The paper takes a look at the consequences of overdrafts in the absence of a robust small-dollar loan environment. “Consumers lose an average of $443 in purchasing power for each attempted check or ACH transaction that is returned due to insufficient funds in the consumer’s account,” the ABA’s research found. “The total annual lost purchasing power is $43.7 billion.”
The paper also challenged the view that overdraft mainly hurts lower-income consumers. “Middle-income consumers use overdraft protection at higher rates than lower-income consumers,” the ABA researchers said. “In general, there is no typical user of overdraft protection; consumers across the income spectrum use overdraft protection and do so for many different reasons.”
Other research — in this case, a report earlier this year from the Pew Charitable Trust — shows how high the stakes are when it comes to small-dollar loans.
U.S. consumers “currently spend more than $30 billion annually to borrow small amounts of money from payday, auto title, pawn, rent-to-own, and other small-dollar lenders outside the banking system,” Pew said. “Consumers use these high-cost loans to pay bills; cope with income volatility; and avoid outcomes such as eviction or foreclosure, having utilities disconnected, seeing their cars repossessed, or going without necessities.”

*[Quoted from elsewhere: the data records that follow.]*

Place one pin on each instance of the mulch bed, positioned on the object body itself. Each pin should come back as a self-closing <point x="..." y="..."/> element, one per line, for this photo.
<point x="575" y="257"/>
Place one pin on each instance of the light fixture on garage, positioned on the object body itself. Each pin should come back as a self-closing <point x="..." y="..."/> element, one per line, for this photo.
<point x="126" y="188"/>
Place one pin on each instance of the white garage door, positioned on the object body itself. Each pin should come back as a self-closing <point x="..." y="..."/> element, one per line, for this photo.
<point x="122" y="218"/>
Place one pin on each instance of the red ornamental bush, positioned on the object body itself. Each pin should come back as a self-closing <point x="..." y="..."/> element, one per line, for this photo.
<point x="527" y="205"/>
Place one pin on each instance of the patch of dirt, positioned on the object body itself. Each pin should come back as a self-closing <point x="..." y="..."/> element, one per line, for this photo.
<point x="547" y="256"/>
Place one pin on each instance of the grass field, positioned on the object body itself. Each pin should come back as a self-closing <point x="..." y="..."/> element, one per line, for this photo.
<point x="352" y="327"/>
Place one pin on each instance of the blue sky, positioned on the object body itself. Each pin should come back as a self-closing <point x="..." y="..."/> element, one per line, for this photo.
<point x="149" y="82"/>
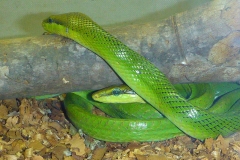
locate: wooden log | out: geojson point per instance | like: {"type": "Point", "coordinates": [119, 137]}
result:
{"type": "Point", "coordinates": [200, 45]}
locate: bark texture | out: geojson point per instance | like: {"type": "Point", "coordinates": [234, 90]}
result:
{"type": "Point", "coordinates": [200, 45]}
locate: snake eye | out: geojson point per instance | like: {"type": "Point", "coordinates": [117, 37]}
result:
{"type": "Point", "coordinates": [50, 20]}
{"type": "Point", "coordinates": [116, 92]}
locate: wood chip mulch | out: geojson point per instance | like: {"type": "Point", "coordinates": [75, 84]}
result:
{"type": "Point", "coordinates": [37, 130]}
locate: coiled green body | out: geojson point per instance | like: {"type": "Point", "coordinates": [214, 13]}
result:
{"type": "Point", "coordinates": [143, 77]}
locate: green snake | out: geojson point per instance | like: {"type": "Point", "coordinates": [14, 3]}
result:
{"type": "Point", "coordinates": [147, 81]}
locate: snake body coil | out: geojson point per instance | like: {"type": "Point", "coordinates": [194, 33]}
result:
{"type": "Point", "coordinates": [143, 77]}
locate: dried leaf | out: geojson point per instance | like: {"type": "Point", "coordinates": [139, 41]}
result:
{"type": "Point", "coordinates": [77, 145]}
{"type": "Point", "coordinates": [4, 112]}
{"type": "Point", "coordinates": [12, 122]}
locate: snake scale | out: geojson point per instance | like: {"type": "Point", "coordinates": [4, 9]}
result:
{"type": "Point", "coordinates": [145, 79]}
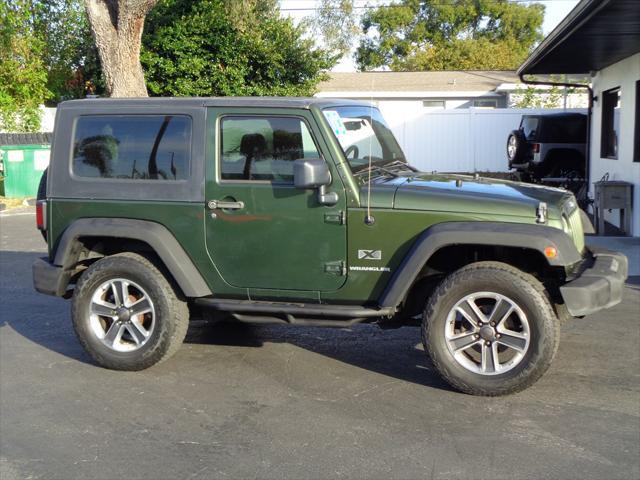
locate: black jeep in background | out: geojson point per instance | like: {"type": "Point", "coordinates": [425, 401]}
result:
{"type": "Point", "coordinates": [549, 148]}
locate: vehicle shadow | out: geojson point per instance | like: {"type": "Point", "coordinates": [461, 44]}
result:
{"type": "Point", "coordinates": [41, 319]}
{"type": "Point", "coordinates": [395, 353]}
{"type": "Point", "coordinates": [46, 321]}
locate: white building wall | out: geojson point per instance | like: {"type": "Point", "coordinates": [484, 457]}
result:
{"type": "Point", "coordinates": [465, 140]}
{"type": "Point", "coordinates": [623, 74]}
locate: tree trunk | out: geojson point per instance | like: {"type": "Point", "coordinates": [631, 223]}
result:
{"type": "Point", "coordinates": [117, 29]}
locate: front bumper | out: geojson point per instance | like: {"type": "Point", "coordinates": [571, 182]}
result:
{"type": "Point", "coordinates": [49, 279]}
{"type": "Point", "coordinates": [599, 286]}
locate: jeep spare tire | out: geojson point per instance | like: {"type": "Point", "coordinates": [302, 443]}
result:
{"type": "Point", "coordinates": [515, 147]}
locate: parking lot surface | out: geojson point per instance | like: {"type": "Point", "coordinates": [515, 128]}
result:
{"type": "Point", "coordinates": [290, 402]}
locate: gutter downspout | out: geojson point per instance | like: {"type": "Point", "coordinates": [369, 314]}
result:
{"type": "Point", "coordinates": [589, 108]}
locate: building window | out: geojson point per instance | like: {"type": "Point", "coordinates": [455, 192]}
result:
{"type": "Point", "coordinates": [433, 103]}
{"type": "Point", "coordinates": [636, 149]}
{"type": "Point", "coordinates": [610, 123]}
{"type": "Point", "coordinates": [485, 103]}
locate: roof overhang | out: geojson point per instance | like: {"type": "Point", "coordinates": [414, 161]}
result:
{"type": "Point", "coordinates": [594, 35]}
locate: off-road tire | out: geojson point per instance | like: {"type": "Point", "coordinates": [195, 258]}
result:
{"type": "Point", "coordinates": [519, 154]}
{"type": "Point", "coordinates": [529, 295]}
{"type": "Point", "coordinates": [171, 312]}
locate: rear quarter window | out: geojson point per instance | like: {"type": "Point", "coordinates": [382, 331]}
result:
{"type": "Point", "coordinates": [135, 147]}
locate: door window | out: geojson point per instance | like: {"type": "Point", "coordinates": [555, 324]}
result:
{"type": "Point", "coordinates": [263, 148]}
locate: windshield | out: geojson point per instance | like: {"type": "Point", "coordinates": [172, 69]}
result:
{"type": "Point", "coordinates": [364, 136]}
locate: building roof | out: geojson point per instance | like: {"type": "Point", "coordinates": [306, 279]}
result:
{"type": "Point", "coordinates": [594, 35]}
{"type": "Point", "coordinates": [432, 81]}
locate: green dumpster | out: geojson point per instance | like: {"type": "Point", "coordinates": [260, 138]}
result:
{"type": "Point", "coordinates": [21, 167]}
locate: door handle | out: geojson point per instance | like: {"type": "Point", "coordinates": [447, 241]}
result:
{"type": "Point", "coordinates": [223, 205]}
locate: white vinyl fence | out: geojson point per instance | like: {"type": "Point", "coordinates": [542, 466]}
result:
{"type": "Point", "coordinates": [463, 140]}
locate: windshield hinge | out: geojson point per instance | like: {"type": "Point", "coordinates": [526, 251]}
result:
{"type": "Point", "coordinates": [541, 213]}
{"type": "Point", "coordinates": [338, 218]}
{"type": "Point", "coordinates": [336, 268]}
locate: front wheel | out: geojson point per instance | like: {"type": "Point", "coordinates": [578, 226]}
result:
{"type": "Point", "coordinates": [490, 329]}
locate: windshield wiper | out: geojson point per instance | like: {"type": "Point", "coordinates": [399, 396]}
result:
{"type": "Point", "coordinates": [373, 167]}
{"type": "Point", "coordinates": [400, 164]}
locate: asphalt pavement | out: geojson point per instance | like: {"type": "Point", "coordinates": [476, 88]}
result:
{"type": "Point", "coordinates": [291, 402]}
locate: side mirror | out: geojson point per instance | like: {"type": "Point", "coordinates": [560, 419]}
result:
{"type": "Point", "coordinates": [314, 173]}
{"type": "Point", "coordinates": [310, 173]}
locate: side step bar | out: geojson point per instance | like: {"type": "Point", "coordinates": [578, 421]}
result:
{"type": "Point", "coordinates": [295, 309]}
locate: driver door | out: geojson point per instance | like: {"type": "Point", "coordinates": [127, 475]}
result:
{"type": "Point", "coordinates": [261, 231]}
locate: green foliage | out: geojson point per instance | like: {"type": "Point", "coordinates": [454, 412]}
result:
{"type": "Point", "coordinates": [532, 96]}
{"type": "Point", "coordinates": [336, 23]}
{"type": "Point", "coordinates": [455, 35]}
{"type": "Point", "coordinates": [23, 74]}
{"type": "Point", "coordinates": [70, 53]}
{"type": "Point", "coordinates": [217, 48]}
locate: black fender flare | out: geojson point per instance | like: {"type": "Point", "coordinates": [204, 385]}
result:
{"type": "Point", "coordinates": [535, 237]}
{"type": "Point", "coordinates": [159, 238]}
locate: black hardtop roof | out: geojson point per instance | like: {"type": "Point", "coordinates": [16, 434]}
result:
{"type": "Point", "coordinates": [268, 102]}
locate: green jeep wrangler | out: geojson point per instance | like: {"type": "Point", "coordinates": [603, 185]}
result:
{"type": "Point", "coordinates": [305, 212]}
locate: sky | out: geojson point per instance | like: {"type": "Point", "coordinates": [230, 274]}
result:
{"type": "Point", "coordinates": [555, 11]}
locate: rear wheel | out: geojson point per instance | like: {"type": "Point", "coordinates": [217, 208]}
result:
{"type": "Point", "coordinates": [126, 314]}
{"type": "Point", "coordinates": [490, 329]}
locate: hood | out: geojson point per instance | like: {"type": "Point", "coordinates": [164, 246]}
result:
{"type": "Point", "coordinates": [463, 193]}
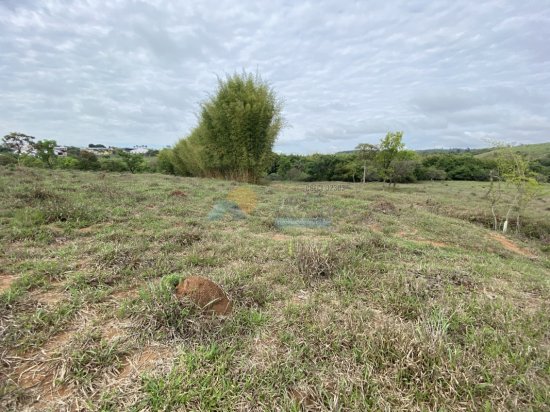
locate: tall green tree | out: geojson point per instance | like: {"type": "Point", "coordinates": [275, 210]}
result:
{"type": "Point", "coordinates": [45, 151]}
{"type": "Point", "coordinates": [389, 149]}
{"type": "Point", "coordinates": [237, 129]}
{"type": "Point", "coordinates": [16, 142]}
{"type": "Point", "coordinates": [133, 161]}
{"type": "Point", "coordinates": [366, 152]}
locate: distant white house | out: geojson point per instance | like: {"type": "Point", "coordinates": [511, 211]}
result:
{"type": "Point", "coordinates": [139, 150]}
{"type": "Point", "coordinates": [60, 150]}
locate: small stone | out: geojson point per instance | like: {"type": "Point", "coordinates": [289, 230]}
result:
{"type": "Point", "coordinates": [205, 294]}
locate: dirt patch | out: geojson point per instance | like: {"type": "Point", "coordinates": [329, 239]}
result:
{"type": "Point", "coordinates": [205, 294]}
{"type": "Point", "coordinates": [375, 227]}
{"type": "Point", "coordinates": [146, 359]}
{"type": "Point", "coordinates": [430, 242]}
{"type": "Point", "coordinates": [511, 246]}
{"type": "Point", "coordinates": [123, 294]}
{"type": "Point", "coordinates": [6, 281]}
{"type": "Point", "coordinates": [50, 298]}
{"type": "Point", "coordinates": [385, 207]}
{"type": "Point", "coordinates": [113, 330]}
{"type": "Point", "coordinates": [281, 237]}
{"type": "Point", "coordinates": [178, 193]}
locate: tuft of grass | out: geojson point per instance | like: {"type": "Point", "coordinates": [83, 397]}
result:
{"type": "Point", "coordinates": [89, 357]}
{"type": "Point", "coordinates": [157, 313]}
{"type": "Point", "coordinates": [314, 260]}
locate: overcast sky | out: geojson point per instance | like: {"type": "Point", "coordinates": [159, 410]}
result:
{"type": "Point", "coordinates": [447, 73]}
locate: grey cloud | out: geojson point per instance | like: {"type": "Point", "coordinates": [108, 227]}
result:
{"type": "Point", "coordinates": [446, 73]}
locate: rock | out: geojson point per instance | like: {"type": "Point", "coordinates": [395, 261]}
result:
{"type": "Point", "coordinates": [204, 293]}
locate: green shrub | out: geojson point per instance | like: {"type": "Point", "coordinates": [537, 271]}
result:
{"type": "Point", "coordinates": [113, 165]}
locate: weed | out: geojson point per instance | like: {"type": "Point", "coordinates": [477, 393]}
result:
{"type": "Point", "coordinates": [314, 260]}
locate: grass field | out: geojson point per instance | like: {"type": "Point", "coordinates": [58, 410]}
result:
{"type": "Point", "coordinates": [402, 300]}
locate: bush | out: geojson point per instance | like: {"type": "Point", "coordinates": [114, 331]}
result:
{"type": "Point", "coordinates": [113, 165]}
{"type": "Point", "coordinates": [236, 132]}
{"type": "Point", "coordinates": [30, 161]}
{"type": "Point", "coordinates": [67, 162]}
{"type": "Point", "coordinates": [7, 159]}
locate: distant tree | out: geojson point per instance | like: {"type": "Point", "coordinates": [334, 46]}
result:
{"type": "Point", "coordinates": [403, 168]}
{"type": "Point", "coordinates": [16, 142]}
{"type": "Point", "coordinates": [45, 151]}
{"type": "Point", "coordinates": [239, 126]}
{"type": "Point", "coordinates": [134, 162]}
{"type": "Point", "coordinates": [88, 161]}
{"type": "Point", "coordinates": [514, 169]}
{"type": "Point", "coordinates": [389, 148]}
{"type": "Point", "coordinates": [433, 173]}
{"type": "Point", "coordinates": [73, 151]}
{"type": "Point", "coordinates": [366, 152]}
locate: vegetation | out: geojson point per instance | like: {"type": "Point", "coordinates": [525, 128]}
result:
{"type": "Point", "coordinates": [407, 301]}
{"type": "Point", "coordinates": [236, 132]}
{"type": "Point", "coordinates": [45, 151]}
{"type": "Point", "coordinates": [16, 142]}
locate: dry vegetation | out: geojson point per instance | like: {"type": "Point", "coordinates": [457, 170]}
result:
{"type": "Point", "coordinates": [407, 301]}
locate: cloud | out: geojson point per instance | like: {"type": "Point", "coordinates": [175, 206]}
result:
{"type": "Point", "coordinates": [134, 72]}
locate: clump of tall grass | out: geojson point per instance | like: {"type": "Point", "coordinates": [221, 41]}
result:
{"type": "Point", "coordinates": [314, 260]}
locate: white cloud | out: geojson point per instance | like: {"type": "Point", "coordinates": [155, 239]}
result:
{"type": "Point", "coordinates": [127, 72]}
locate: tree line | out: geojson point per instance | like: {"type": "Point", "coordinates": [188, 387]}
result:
{"type": "Point", "coordinates": [24, 150]}
{"type": "Point", "coordinates": [234, 137]}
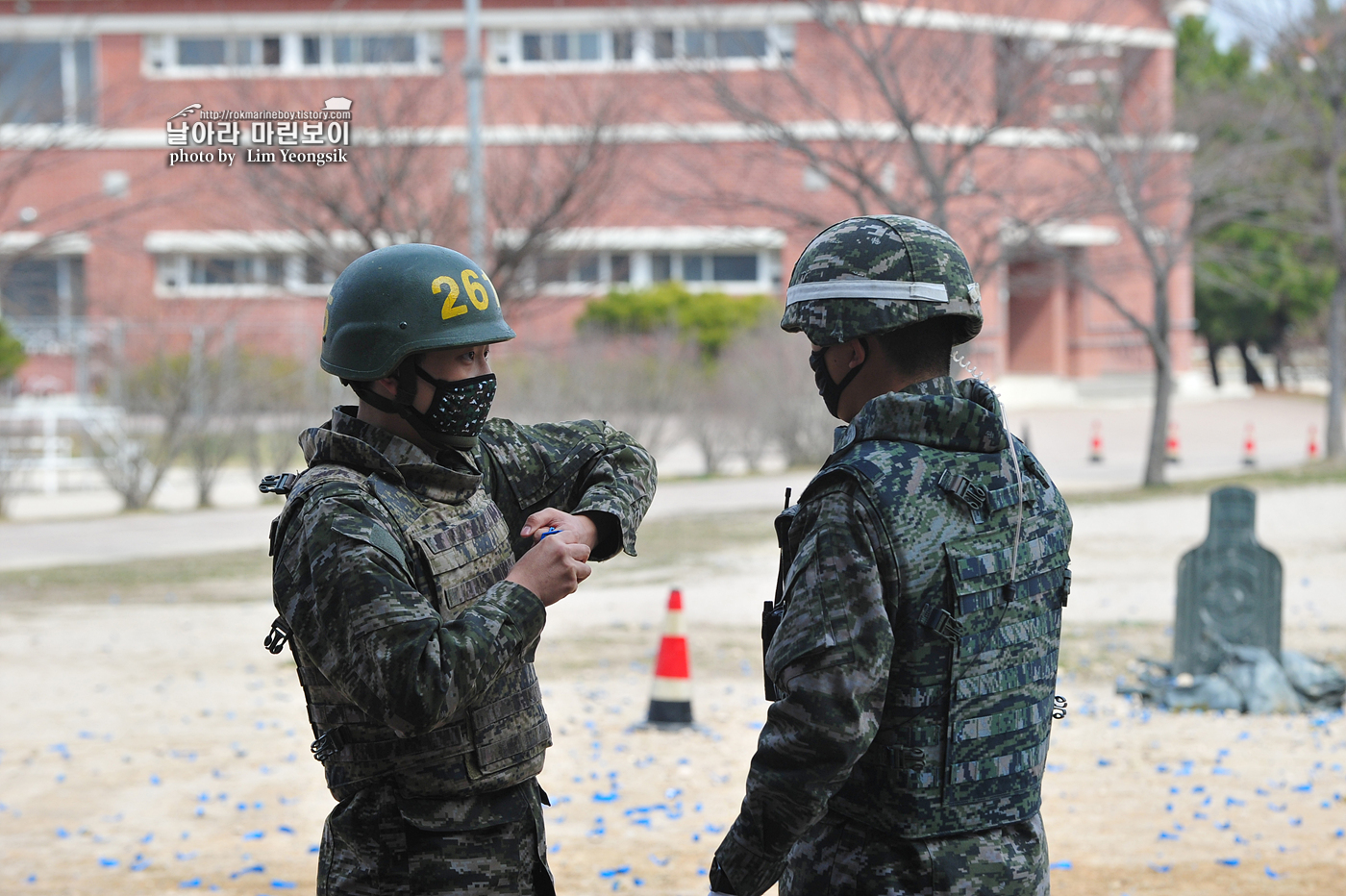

Much of the energy behind the support for small-dollar lending comes from the Federal Reserve’s finding that about 40 percent of adults would not be able to pay an unexpected $400 expense without borrowing funds or selling a personal item.
Meeting consumer demand for small-dollar lending will not come easily.
“In order for these traditional lending institutions to seriously compete with the large number of payday and other nonbank small-dollar lenders that market aggressively, many banks and credit unions — especially large ones — would need not only to offer small-dollar loans, but to make sure that consumers are aware that they offer such loans,” the Pew report said. “And banks and credit unions would need to compete with nonbank lenders on speed, likelihood of approval, and ease of application, because small-dollar loan borrowers usually seek credit when they are in financial distress.”
But traditional financial institutions do have advantages over nonbank lenders, including a lower cost of doing business, which allows them to “offer loans profitably to many of the same borrowers at prices six times lower than those of payday and other similar lenders,” the Pew report said. “The banks and credit unions would be lending in a largely automated fashion to known customers who already make regular deposits, so both their acquisition costs and automated underwriting costs would be lower than those of nonbank lenders.”